Q. Y a-t-il un niveau dans la ligue universitaire de tennis ?
R. D'août à janvier, je ne vais pas jouer les tournois universitaires car je préfère être dans les challengers. J'ai joué de janvier à avril au collège et il y a un très haut niveau. Beaucoup de joueurs sont ceux que je rencontre dans les challengers.
Q. Quels sont les bons joueurs de tennis à part vous ?
R. Il y a un garçon américain qui joue à Columbia, qui est en quatrième année et qui se débrouille plutôt bien. La saison dernière, il y avait un autre jeune homme de l’Université d’Arizona.
Q. Qu’est-ce qui s’est le plus amélioré au cours de la dernière année ?
R. J'ai évolué, je pense que je suis plus mature pour affronter les matchs. Oui, c'est vrai que j'ai joué plus de matchs donc j'ai plus d'expérience. Voyons comment analyser les jeux et comment y faire face. C'est un long processus, mais j'apprécie le voyage.
Quand je reviens à Madrid pour Noël pour voir si je peux rencontrer Álvaro Morata pour jouer un match de tennis
Q. Aviez-vous fixé des objectifs de classement ?
R. Au début de la saison, je n'avais aucun objectif. En fait, les premiers mois, je n'ai pas joué aux challengers. La première a eu lieu fin mars.
Q. Álvaro Morata vous aime-t-il toujours sur ses réseaux sociaux ?
R. Je ne lui ai pas parlé depuis longtemps. Quand je reviens à Madrid pour Noël pour voir si nous pouvons nous retrouver un jour pour jouer un match de tennis en attente. Nous ne nous connaissons toujours pas personnellement.
Q. Qu’aimeriez-vous réaliser l’année prochaine ?
A. Continuez à profiter des tournois partout dans le monde, continuez à rencontrer des gens et à évoluer en tant que joueur. Les résultats, si les choses sont bien faites, viendront sûrement. Je ne me fixe aucun objectif, c'est de m'améliorer petit à petit.
Pour moi, représenter l'Espagne serait toujours un privilège
Q. Vous avez été un sparring-partenaire de la Coupe Davis. Aimeriez-vous être appelé pour jouer?
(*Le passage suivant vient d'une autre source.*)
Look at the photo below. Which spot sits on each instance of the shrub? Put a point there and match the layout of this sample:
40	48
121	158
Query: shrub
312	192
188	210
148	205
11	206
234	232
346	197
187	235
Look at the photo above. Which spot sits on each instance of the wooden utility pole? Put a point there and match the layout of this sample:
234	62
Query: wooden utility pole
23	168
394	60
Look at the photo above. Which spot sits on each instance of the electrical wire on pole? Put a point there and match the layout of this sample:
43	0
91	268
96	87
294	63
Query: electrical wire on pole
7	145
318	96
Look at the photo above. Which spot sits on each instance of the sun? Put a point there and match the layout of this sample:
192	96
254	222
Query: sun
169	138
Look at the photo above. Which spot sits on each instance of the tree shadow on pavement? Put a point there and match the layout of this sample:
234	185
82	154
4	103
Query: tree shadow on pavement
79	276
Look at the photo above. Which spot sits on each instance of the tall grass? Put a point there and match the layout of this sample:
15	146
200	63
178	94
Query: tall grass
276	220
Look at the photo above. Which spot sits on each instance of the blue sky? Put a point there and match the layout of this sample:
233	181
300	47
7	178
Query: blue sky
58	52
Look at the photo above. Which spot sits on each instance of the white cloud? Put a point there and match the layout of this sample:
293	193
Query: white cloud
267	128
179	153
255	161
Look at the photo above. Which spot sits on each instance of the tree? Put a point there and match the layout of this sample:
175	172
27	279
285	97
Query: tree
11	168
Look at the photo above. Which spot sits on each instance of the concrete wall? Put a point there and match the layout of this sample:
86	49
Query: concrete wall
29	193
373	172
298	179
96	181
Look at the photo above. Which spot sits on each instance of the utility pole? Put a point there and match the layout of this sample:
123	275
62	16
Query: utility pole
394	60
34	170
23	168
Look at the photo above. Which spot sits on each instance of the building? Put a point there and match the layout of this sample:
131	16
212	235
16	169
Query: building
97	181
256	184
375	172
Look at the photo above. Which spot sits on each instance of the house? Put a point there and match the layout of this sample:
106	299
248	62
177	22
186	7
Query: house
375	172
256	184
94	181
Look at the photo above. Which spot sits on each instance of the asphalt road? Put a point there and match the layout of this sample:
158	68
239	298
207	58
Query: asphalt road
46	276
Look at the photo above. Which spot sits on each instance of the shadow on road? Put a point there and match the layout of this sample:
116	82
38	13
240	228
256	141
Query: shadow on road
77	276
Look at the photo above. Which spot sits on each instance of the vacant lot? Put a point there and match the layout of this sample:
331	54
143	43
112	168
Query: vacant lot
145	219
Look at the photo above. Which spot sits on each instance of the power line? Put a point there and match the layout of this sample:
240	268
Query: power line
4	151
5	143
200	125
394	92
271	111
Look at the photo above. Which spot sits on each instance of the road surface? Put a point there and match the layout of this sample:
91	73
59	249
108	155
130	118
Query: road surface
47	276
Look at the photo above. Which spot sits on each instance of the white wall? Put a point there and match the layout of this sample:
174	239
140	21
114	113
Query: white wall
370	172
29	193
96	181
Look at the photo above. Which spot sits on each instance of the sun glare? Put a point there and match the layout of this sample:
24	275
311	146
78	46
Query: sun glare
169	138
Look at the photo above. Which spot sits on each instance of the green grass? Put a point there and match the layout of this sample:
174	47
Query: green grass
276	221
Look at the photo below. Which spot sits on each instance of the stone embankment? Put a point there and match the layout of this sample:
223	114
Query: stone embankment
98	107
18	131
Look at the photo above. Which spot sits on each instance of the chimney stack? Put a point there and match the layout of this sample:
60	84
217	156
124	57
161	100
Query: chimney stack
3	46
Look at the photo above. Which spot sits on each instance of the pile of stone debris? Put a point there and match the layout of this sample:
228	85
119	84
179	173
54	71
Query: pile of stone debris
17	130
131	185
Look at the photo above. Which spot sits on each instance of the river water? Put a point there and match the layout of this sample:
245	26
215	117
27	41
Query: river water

R. Pour moi, représenter l’Espagne serait toujours un privilège. J'ai déjà vu que David Ferrer avait appelé pour Bologne et j'espère que les choses se passeront bien pour les joueurs. J'y étais l'année dernière en tant que sparring partenaire, j'ai passé un très bon moment et j'ai beaucoup appris. J'espère qu'un jour j'aurai l'opportunité de rejoindre l'équipe espagnole.
Q. Êtes-vous encouragé par le fait que votre compatriote Martín Landaluce, qui n'a que quelques mois de plus que vous, se rapproche du top 100 ?
R. Le fait que de jeunes joueurs sortent en Espagne, comme nous l'avons vu avec Alcaraz et Nadal dans le passé, donne une bonne image du pays. Les choses se passent bien et le fait que de bons joueurs sortent en est le reflet.
Q. Suivez-vous votre Madrid à distance ?
R. C'est quelque chose de fondamental et je suis très content de la façon dont ils ont commencé la saison. Dommage qu'il ne soit pas à Madrid pour pouvoir aller au Bernabéu. J'espère qu'à mon retour à la fin de l'année, je pourrai assister à un match car ils jouent très bien. J'espère qu'ils gagneront la Classique dimanche, j'ai beaucoup de confiance. Aux États-Unis, je me lève souvent tôt pour regarder les matchs.